Die Annahme einer doppelten Beeinträchtigung durch die transatlantischen Zölle wird noch wahrscheinlicher, wenn man folgende Entwicklung betrachtet: Bis Mitte Mai 2018 stellten circa 8.200 US-Unternehmen Anträge beim US-Handelsministerium, von den Importzöllen auf die Metalle aufgrund der steigenden Preise nicht nur in der Stahlproduktion, sondern auch in der Stahlverarbeitung abzusehen. Betroffen sind demzufolge die Automobilindustrie, die Baubranche, der Maschinenbau und Hersteller von Metallwaren, Haushaltswaren und Elektroausrüstung. Der Branchenverband der Bierbrauindustrie, Beer Institute, warnte davor, dass der zehnprozentige Importzoll auf Aluminium die Branche jährlich mehr als 340 Millionen US-Dollar kosten könnte und damit 20.000 Arbeitsplätze gefährde.

Die kombinierten volkswirtschaftlichen Kennzahlen der USA und der EU verdeutlichen, was bei einem Handelskonflikt der beiden Partner auf dem Spiel steht: Beide betreiben etwa ein Drittel des weltweiten Handels mit Waren und Dienstleistungen.

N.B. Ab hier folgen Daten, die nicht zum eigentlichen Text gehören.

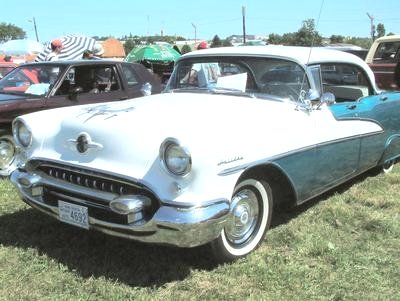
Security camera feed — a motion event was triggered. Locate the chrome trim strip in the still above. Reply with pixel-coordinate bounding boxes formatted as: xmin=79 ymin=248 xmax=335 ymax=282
xmin=218 ymin=131 xmax=384 ymax=176
xmin=10 ymin=170 xmax=230 ymax=247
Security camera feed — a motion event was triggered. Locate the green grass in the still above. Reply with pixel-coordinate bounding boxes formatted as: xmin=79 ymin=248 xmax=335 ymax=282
xmin=0 ymin=168 xmax=400 ymax=300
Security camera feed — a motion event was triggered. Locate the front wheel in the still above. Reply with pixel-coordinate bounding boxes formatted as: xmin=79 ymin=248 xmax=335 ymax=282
xmin=211 ymin=179 xmax=273 ymax=262
xmin=0 ymin=135 xmax=15 ymax=177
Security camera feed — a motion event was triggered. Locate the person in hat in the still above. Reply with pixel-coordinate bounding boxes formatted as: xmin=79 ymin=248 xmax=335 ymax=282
xmin=197 ymin=41 xmax=208 ymax=50
xmin=44 ymin=39 xmax=63 ymax=61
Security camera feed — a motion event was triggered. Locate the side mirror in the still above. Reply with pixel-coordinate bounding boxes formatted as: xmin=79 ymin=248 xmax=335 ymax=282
xmin=306 ymin=89 xmax=320 ymax=101
xmin=140 ymin=83 xmax=153 ymax=96
xmin=321 ymin=92 xmax=336 ymax=105
xmin=68 ymin=87 xmax=83 ymax=101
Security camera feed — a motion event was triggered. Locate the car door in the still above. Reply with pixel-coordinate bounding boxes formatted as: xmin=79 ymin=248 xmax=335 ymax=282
xmin=321 ymin=63 xmax=382 ymax=177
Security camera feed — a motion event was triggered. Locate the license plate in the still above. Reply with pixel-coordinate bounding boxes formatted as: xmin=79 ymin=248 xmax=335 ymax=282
xmin=58 ymin=201 xmax=89 ymax=229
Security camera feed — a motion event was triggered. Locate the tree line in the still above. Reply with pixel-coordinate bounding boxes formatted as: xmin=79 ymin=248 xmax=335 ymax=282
xmin=0 ymin=19 xmax=393 ymax=53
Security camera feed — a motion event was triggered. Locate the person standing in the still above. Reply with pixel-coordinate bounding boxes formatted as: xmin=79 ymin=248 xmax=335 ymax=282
xmin=44 ymin=39 xmax=63 ymax=61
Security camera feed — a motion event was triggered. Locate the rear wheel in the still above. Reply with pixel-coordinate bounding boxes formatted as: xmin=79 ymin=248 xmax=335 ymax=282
xmin=0 ymin=135 xmax=15 ymax=177
xmin=211 ymin=179 xmax=272 ymax=262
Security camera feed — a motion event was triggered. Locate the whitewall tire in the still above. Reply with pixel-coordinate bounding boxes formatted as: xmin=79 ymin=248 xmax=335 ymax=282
xmin=211 ymin=179 xmax=273 ymax=261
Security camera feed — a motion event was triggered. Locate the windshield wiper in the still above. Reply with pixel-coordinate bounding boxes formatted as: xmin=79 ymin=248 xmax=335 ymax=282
xmin=208 ymin=87 xmax=256 ymax=98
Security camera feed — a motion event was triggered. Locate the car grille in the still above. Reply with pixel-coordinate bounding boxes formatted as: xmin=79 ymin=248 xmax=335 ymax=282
xmin=30 ymin=161 xmax=160 ymax=225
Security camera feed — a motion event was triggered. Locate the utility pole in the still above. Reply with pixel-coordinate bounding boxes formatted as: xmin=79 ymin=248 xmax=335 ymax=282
xmin=28 ymin=17 xmax=39 ymax=42
xmin=192 ymin=23 xmax=197 ymax=43
xmin=367 ymin=13 xmax=375 ymax=42
xmin=242 ymin=5 xmax=246 ymax=44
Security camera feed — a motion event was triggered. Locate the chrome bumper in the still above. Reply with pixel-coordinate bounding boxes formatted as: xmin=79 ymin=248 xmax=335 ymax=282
xmin=10 ymin=170 xmax=229 ymax=247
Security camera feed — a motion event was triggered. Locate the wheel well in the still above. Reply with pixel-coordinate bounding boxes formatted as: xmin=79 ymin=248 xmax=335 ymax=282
xmin=238 ymin=165 xmax=296 ymax=209
xmin=0 ymin=125 xmax=12 ymax=135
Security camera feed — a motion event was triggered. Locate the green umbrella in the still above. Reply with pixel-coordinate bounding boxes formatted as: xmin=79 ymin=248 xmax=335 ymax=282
xmin=125 ymin=45 xmax=181 ymax=65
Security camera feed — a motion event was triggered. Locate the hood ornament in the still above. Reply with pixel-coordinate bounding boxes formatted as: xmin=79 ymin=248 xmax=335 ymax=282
xmin=68 ymin=133 xmax=103 ymax=154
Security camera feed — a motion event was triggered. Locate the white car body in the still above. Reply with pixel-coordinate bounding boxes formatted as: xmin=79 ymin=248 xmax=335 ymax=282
xmin=11 ymin=46 xmax=400 ymax=259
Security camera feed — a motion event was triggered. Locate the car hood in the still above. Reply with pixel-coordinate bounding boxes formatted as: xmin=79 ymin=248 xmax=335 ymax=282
xmin=23 ymin=93 xmax=295 ymax=178
xmin=0 ymin=93 xmax=28 ymax=103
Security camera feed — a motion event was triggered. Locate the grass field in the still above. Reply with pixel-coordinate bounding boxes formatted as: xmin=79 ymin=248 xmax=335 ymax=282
xmin=0 ymin=164 xmax=400 ymax=300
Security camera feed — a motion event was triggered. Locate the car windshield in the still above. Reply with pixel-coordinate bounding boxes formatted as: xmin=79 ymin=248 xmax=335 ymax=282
xmin=166 ymin=56 xmax=310 ymax=102
xmin=0 ymin=64 xmax=63 ymax=96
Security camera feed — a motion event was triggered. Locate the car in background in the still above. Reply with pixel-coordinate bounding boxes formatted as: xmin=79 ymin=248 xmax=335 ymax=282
xmin=11 ymin=45 xmax=400 ymax=261
xmin=365 ymin=35 xmax=400 ymax=90
xmin=0 ymin=60 xmax=161 ymax=176
xmin=0 ymin=61 xmax=18 ymax=79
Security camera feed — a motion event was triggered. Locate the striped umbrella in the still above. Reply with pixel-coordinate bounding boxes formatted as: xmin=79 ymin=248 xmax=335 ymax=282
xmin=36 ymin=35 xmax=96 ymax=61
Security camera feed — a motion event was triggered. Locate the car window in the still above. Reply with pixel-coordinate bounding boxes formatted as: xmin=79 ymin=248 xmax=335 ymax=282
xmin=166 ymin=57 xmax=310 ymax=101
xmin=55 ymin=65 xmax=121 ymax=95
xmin=373 ymin=41 xmax=400 ymax=63
xmin=122 ymin=65 xmax=139 ymax=87
xmin=321 ymin=63 xmax=372 ymax=102
xmin=0 ymin=64 xmax=64 ymax=96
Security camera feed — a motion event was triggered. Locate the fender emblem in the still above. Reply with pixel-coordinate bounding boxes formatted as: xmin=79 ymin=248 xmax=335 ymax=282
xmin=217 ymin=156 xmax=243 ymax=166
xmin=68 ymin=133 xmax=103 ymax=154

Beide stehen für knapp 50 Prozent des globalen BIP, also der Weltwirtschaftsleistung. Beide repräsentieren circa 30 Billionen Euro Wirtschaftskraft im Jahr. Beide halten etwa 60 Prozent aller weltweit getätigten ausländischen Direktinvestitionen. Beide zählen in Summe rund 830 Millionen Bürger. Kurzum: Der transatlantische Wirtschaftsraum ist der am tiefsten integrierte der Welt. Im konkreten Fall der Importzölle auf Stahl und Aluminium schätzt das Bundeswirtschaftsministerium ein, dass diese den Handel in einigen Regionen merklich beeinträchtigen könnten. „Die Auswirkungen für die Weltwirtschaft insgesamt dürften aber überschaubar bleiben“, heißt es weiter.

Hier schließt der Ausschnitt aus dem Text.